That is an incredibly tall order though. I don't share Vebyast's optimism about it. *shrugs*No real point in delving further about it though, since we'd just be arguing in circles.
I think that "optimism" is very much the wrong word for it, and I think that you're probably misunderstanding salty's misrepresentation of my position.
I think that most of the people here have mental models of Kyubey that are absolutely godawful. Salty and Godwinson and even Karne all fall back on ultimately
human terminology for predictions of Kyubey's behavior. And I think that that's a cause of a great deal of the uncertainty that people have about the topic, uncertainty that breeds fear. Your models are all uncertain because you're still trying to fit the incubator into a human-shaped mold. Like, that word you use, "trust". Trying to ask if we can "trust" Kyubey is like asking if we can "trust" a rock. What does that even mean? The same with "backstabbing" - you're projecting fundamentally human
patterns of thought onto Kyubey rather than trying to figure out how Kyubey actually thinks. And you are obviously failing, because Kyubey does not think in ways for which "trust" and "backstabbing" are useful concepts.
Like, let me go all the way down and talk about representations. The representation that you use to describe a problem
fundamentally alters how you approach the problem. As an example, let's take calculators. Most calculators use an infix system and parentheses to represent math: "3 + (4 * 2)". Some calculators use a postfix scheme called "reverse polish notation": "4 2 * 3 +". These are clearly mathematically equivalent notations, in that there are no bits of math that you can write with one but not the other; it is in fact a common exercise in computer science algorithms classes to prove that the two are equivalently powerful. The thing is, while they are equivalently
powerful, they are not equivalently
easy to use for any given problem, nor is one strictly superior - there are some problems which are easier in one and problems which are easier in the other. Like, if you're just adding a ton of numbers, it's a lot easier to punch them all in one after another and then hammer on the + key until you're done, so RPN is better. If you're doing a finicky thing with lots of grouped terms, it's easier to use infix so you can visually separate them. The key insight is that, while vocabulary doesn't change
what concepts you can work with, it can change
how easy it is to work with a concept, and that when working with a problem you want to choose a notation that represents that problem more
naturally or
conveniently.
The notation we use for states of mind and decisionmaking is built for talking about humans. It has to be! The words and languages that represented human cognition naturally and easily gave their speakers a competitive advantage in reasoning about other people that ensured that those speakers, and therefore those words and languages, succeeded and propagated. Our notation for human cognition is fantastically powerful, as you'd expect of a system designed for helping people represent and reason about other humans. But it is also fantastically
optimized, because people are, when you really get down to it, dumb, panicky, and relatively predictable animals. And that optimization means that it is optimized
against being useful for non-human cognition. You can brute-force it, of course; it's an incredibly powerful notation overall. But there
are things that it can't represent at all - this is why we build things like medical vocabulary - and there are things that it can't represent
easily. Kyubey is, in large part, both of those.

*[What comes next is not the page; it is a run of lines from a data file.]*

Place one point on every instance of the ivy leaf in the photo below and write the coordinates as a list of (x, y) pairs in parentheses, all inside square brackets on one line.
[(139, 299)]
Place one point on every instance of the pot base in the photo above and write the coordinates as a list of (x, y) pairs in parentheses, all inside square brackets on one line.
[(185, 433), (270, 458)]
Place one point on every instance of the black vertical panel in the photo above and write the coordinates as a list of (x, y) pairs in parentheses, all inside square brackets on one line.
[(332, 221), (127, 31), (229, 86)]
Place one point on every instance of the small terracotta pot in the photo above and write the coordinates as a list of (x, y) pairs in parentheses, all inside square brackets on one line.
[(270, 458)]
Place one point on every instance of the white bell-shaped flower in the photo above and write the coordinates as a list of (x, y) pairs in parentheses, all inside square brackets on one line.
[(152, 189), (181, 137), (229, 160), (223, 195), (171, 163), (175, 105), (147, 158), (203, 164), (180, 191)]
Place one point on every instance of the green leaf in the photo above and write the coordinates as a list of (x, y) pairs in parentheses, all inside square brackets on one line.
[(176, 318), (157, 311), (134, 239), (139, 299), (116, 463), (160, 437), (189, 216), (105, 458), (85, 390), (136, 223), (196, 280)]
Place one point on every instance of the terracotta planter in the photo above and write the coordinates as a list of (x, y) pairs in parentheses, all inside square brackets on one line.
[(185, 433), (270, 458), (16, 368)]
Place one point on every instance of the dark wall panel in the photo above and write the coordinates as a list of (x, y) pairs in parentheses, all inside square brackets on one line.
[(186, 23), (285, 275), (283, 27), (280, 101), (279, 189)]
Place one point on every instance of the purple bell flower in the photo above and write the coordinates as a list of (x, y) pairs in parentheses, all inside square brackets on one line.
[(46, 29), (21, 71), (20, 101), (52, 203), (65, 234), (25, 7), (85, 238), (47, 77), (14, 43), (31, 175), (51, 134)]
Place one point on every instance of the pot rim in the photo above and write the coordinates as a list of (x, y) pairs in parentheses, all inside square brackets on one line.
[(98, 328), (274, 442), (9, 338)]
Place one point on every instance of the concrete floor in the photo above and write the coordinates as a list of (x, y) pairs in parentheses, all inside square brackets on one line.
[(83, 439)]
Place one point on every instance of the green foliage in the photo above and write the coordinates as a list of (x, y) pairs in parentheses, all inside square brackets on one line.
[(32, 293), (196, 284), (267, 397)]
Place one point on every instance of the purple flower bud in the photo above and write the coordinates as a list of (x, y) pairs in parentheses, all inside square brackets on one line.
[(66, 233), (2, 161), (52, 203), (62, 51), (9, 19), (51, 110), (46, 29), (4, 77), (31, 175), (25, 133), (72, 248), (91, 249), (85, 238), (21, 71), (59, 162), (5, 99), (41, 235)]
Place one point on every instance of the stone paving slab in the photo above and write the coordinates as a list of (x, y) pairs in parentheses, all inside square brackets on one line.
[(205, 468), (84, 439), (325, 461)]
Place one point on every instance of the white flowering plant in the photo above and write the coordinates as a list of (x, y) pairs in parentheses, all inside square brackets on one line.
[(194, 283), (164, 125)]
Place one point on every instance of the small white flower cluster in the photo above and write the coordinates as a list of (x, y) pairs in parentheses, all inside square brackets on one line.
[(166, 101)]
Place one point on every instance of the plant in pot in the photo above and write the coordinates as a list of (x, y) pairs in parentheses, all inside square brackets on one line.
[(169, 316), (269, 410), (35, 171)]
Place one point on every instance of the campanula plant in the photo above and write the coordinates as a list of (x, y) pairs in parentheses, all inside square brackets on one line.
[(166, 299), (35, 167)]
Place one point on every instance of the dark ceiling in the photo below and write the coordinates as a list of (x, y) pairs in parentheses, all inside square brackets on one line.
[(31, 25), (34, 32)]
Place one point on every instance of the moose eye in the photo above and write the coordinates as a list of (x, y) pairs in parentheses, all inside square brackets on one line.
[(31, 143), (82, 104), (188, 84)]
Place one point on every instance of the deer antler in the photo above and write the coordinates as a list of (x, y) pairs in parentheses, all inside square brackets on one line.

So I don't recommend talking about Kyubey's "goals" or whether he's going to "lie" to us or "backstab" us. In some circumstances he might think things that those terms might describe. But you'd be introducing errors if you used those terms, in the same way that you'd be introducing errors if you tried to describe how hard a random lump of metal by calling it "hard" or "soft". You need to choose a representation that is more effective. In the case of the random lump of metal, that'd be things like the vickers or rockwell scales or more modern alternatives. In the case of kyubey, I did a bunch of theoretical AI research and read a
ton of material about superintelligence and AI friendliness and safety, and it turns out that the vocabulary you'd use to reason about a powerful general optimizer is also useful for reasoning about Kyubey. Regardless of what that better scale is, as long as you're trying to describe Kyubey using human concepts, you're going to have a bad time.